安倍元首相銃撃事件で思ったこと その5 仮定の話

ここまでダラダラと書いたが、実はいちばん書きたかったのはこれから書くことで、それは想像というか仮定の話である。

 

今回の銃撃事件は、発生直後に政治テロと思われ、与野党の議員たちが

民主主義に対する挑戦

卑劣な蛮行には屈しない

などとコメントをしていた。

しかし、参院選自民党の圧勝で終わったこと、さらに動機が政治テロではなく、政治家たちもズブズブな新興宗教団体に対する怨恨だったことが判明し、コメントする意味がないと判断したのか、それともコメントすると損をすると思ったのか特に新たなコメントはされていない。

 

が、ここで、あえて、もしも政治テロだったらどうだったのか、もっと言うと、言論で物事が動かせないとしたらどうするか、ということが気になるのだ。

しかし、大仰に書いたが、実は結論はない。

ただ、なぜそういう風に気になったかだけを羅列する。

実は事件前の7月3日、自民党の山際経済再生担当大臣が参院選の街頭演説で「野党の人から来る話は、政府は何一つ聞かない」と発言している。

これは事実そうであろう。

過去に厚生省の職員であった宮本政於の本(どの本か失念して、今手元にもないので書名は書けないが)にも

与党議員からの注文には徹夜をしてでも、部外秘の資料もつけて応えるが、野党議員、特に共産党議員からの要請には、一般に公表している資料を時間をかけて(わざと遅くして)コピーして渡しておけばよかった。

というようなことが書いてあった。

ただし、事実そうであることと、それを言っていいかは別の話だ。

また、いつごろからか明確にはできないものの、いわゆる無敵の人とよばれる、失うものがない人たちの犯罪も増えている。

たいていは無差別に不特定多数を襲うものだ。

犯行動機が死にたかった、捕まりたかった、などというのはまだマシで、そこらを幸せそうに歩いてる奴らが憎かったなどというのもある。

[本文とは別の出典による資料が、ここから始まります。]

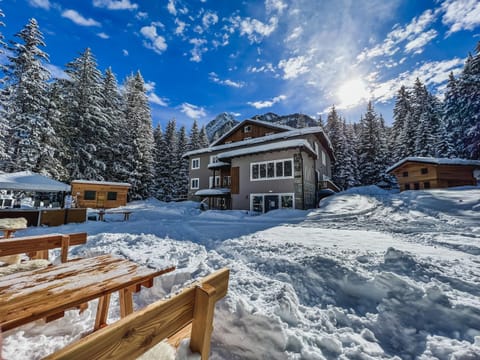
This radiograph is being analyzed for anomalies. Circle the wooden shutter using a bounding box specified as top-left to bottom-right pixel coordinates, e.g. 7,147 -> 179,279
230,166 -> 240,194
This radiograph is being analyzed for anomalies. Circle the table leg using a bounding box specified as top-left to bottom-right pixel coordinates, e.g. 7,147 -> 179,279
119,288 -> 133,318
93,294 -> 110,331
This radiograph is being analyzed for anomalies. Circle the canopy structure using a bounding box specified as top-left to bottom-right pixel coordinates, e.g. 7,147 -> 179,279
0,171 -> 70,192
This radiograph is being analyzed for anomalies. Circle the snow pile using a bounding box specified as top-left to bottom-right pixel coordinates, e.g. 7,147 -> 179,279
3,187 -> 480,360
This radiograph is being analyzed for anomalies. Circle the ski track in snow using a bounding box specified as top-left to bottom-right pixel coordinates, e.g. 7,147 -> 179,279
3,187 -> 480,360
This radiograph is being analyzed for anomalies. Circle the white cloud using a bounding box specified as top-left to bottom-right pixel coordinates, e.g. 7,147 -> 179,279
28,0 -> 51,10
278,56 -> 309,80
175,19 -> 187,35
441,0 -> 480,35
97,32 -> 110,39
180,103 -> 207,119
208,72 -> 245,88
93,0 -> 138,10
405,29 -> 438,54
265,0 -> 288,14
202,11 -> 218,29
167,0 -> 177,16
357,9 -> 438,61
62,9 -> 101,26
229,16 -> 278,43
248,95 -> 287,109
370,58 -> 464,102
140,23 -> 167,54
189,38 -> 208,62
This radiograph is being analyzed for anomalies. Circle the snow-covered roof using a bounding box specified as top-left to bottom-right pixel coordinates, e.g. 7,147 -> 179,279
183,126 -> 333,157
210,119 -> 294,146
387,156 -> 480,173
72,180 -> 132,187
195,188 -> 230,196
217,139 -> 315,159
0,171 -> 70,192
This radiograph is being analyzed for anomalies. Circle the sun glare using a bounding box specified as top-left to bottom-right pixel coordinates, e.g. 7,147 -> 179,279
337,78 -> 369,107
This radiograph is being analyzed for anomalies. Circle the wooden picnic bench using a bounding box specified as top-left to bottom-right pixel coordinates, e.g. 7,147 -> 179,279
98,210 -> 132,221
0,255 -> 175,331
44,268 -> 230,360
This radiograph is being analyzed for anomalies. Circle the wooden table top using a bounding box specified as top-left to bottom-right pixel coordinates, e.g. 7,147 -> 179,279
0,255 -> 175,331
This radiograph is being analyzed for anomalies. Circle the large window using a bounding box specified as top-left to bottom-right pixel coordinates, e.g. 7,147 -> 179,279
83,190 -> 97,200
107,191 -> 117,200
192,158 -> 200,170
250,159 -> 293,181
190,178 -> 200,190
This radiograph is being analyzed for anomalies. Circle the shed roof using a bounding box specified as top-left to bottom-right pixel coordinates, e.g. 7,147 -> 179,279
0,171 -> 70,192
386,156 -> 480,173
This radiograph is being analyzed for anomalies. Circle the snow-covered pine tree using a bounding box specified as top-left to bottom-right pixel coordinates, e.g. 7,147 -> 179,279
175,126 -> 188,199
99,68 -> 128,181
461,41 -> 480,159
188,120 -> 202,151
66,48 -> 110,181
358,101 -> 385,185
159,119 -> 179,201
389,85 -> 411,164
3,19 -> 58,176
200,125 -> 210,149
125,71 -> 154,200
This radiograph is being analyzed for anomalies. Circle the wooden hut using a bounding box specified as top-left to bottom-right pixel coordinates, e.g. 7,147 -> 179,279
71,180 -> 131,209
387,157 -> 480,191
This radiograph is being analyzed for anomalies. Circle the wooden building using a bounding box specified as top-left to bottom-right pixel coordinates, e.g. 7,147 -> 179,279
387,157 -> 480,191
71,180 -> 131,209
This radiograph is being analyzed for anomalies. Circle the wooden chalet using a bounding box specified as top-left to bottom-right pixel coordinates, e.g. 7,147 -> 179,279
387,157 -> 480,191
71,180 -> 131,209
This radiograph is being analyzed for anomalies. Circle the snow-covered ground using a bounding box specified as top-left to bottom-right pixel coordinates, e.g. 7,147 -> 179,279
3,187 -> 480,360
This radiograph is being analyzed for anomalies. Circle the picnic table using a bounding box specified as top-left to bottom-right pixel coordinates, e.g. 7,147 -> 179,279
0,255 -> 175,331
98,210 -> 132,221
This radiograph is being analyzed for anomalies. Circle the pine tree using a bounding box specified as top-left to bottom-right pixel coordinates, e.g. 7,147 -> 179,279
125,71 -> 154,200
66,48 -> 110,181
2,19 -> 58,176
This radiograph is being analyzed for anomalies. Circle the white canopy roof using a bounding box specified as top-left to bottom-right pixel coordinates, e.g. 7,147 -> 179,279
0,171 -> 70,192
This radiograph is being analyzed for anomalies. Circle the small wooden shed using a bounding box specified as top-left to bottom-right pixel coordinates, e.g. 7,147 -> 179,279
71,180 -> 131,209
387,157 -> 480,191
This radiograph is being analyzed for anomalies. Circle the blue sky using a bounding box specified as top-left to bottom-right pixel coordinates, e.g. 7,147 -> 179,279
0,0 -> 480,128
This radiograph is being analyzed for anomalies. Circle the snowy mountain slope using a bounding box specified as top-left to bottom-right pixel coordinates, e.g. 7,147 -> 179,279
3,187 -> 480,360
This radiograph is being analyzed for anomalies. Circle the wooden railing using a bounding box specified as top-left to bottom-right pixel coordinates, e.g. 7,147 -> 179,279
45,269 -> 229,360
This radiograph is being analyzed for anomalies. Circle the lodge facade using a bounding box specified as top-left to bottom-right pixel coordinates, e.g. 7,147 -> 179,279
184,120 -> 337,212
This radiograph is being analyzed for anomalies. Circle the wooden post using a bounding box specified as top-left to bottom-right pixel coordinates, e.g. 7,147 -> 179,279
118,288 -> 133,318
93,294 -> 110,331
190,284 -> 216,360
61,235 -> 70,263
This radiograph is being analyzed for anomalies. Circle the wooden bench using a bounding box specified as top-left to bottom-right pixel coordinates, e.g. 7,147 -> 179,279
45,269 -> 229,360
0,233 -> 87,262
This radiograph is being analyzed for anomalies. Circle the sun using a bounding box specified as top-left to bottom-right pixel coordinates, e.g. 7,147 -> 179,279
337,78 -> 369,108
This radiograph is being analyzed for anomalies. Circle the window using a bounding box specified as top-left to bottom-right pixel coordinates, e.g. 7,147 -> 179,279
190,178 -> 200,190
208,176 -> 220,189
250,159 -> 293,180
83,190 -> 97,200
192,158 -> 200,170
107,191 -> 117,200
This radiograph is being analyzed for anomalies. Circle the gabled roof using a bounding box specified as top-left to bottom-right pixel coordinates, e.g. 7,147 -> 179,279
210,119 -> 294,146
183,126 -> 334,159
217,139 -> 316,159
386,156 -> 480,173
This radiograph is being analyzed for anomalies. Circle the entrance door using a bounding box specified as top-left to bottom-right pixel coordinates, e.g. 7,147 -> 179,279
265,195 -> 278,212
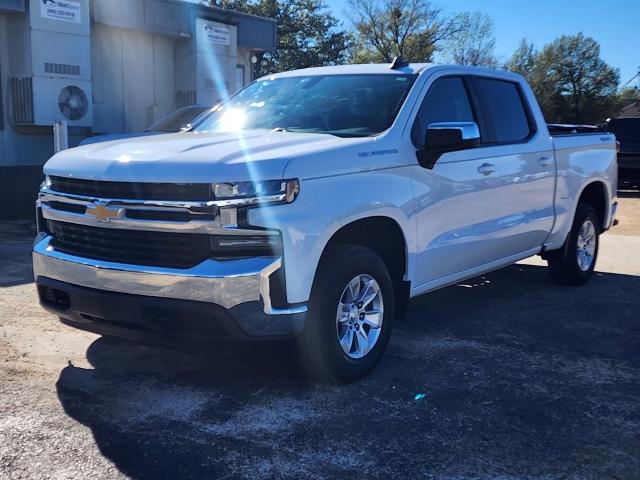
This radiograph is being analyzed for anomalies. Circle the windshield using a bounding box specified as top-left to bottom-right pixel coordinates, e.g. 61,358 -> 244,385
147,106 -> 211,133
195,74 -> 415,137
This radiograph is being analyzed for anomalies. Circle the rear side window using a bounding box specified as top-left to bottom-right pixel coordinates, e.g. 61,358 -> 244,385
411,77 -> 475,147
477,78 -> 532,143
608,118 -> 640,140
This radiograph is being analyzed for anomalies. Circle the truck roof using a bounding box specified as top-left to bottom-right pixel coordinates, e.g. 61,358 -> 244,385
262,63 -> 520,79
265,63 -> 438,78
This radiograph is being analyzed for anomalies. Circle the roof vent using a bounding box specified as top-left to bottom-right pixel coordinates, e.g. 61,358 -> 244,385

その他、バブル崩壊以後の経済悪化、労働環境の悪化、氷河期世代の切り捨て、自己責任論、社会保障の水際対策など挙げればきりがないが

要は、意見を言っても議論にならず(これはまだマシな書き方で実際は意見を言う場所もない)、幸運にも議論になるかと思えば、実は最初から結論が決まってた(野党の話は聞かないのように)という状況ばかりのときにどうするかだ。

今までは自己責任論にもとづき、自分自身に向かい自殺をしていたのだろうが、他者に向かえば無敵の人となる。

 

民主主義はたしかに多数決で決めるのだが、少数者の意見はまったく無視あるいは踏みにじっていいわけではない。

たしかに行き過ぎると、マイノリティーの意見を聞け、マジョリティーは我慢しろというおかしな構図になることもあるが、それはまた別の問題だ。

 

テロで歴史は動かないという意見はある。

たしかに歴史を動かそうとしてのテロは、無意味なように思える。

しかし、そうではなく、社会から棄てられ(というよりも無視され、の方が適切か)赤ん坊が泣くことでしか要求を伝えられないように、自殺か無敵の人しか選択肢がなかったとしたら。

仮にそうであったとしら、

暴力に屈しない

蛮行は許さない

というコメントも、

やぶれかぶれとはいえ命をかけた最後の手段までも無視されたと解釈できる。

悲しいなあ。

とりとめがなくなってきたので終わる。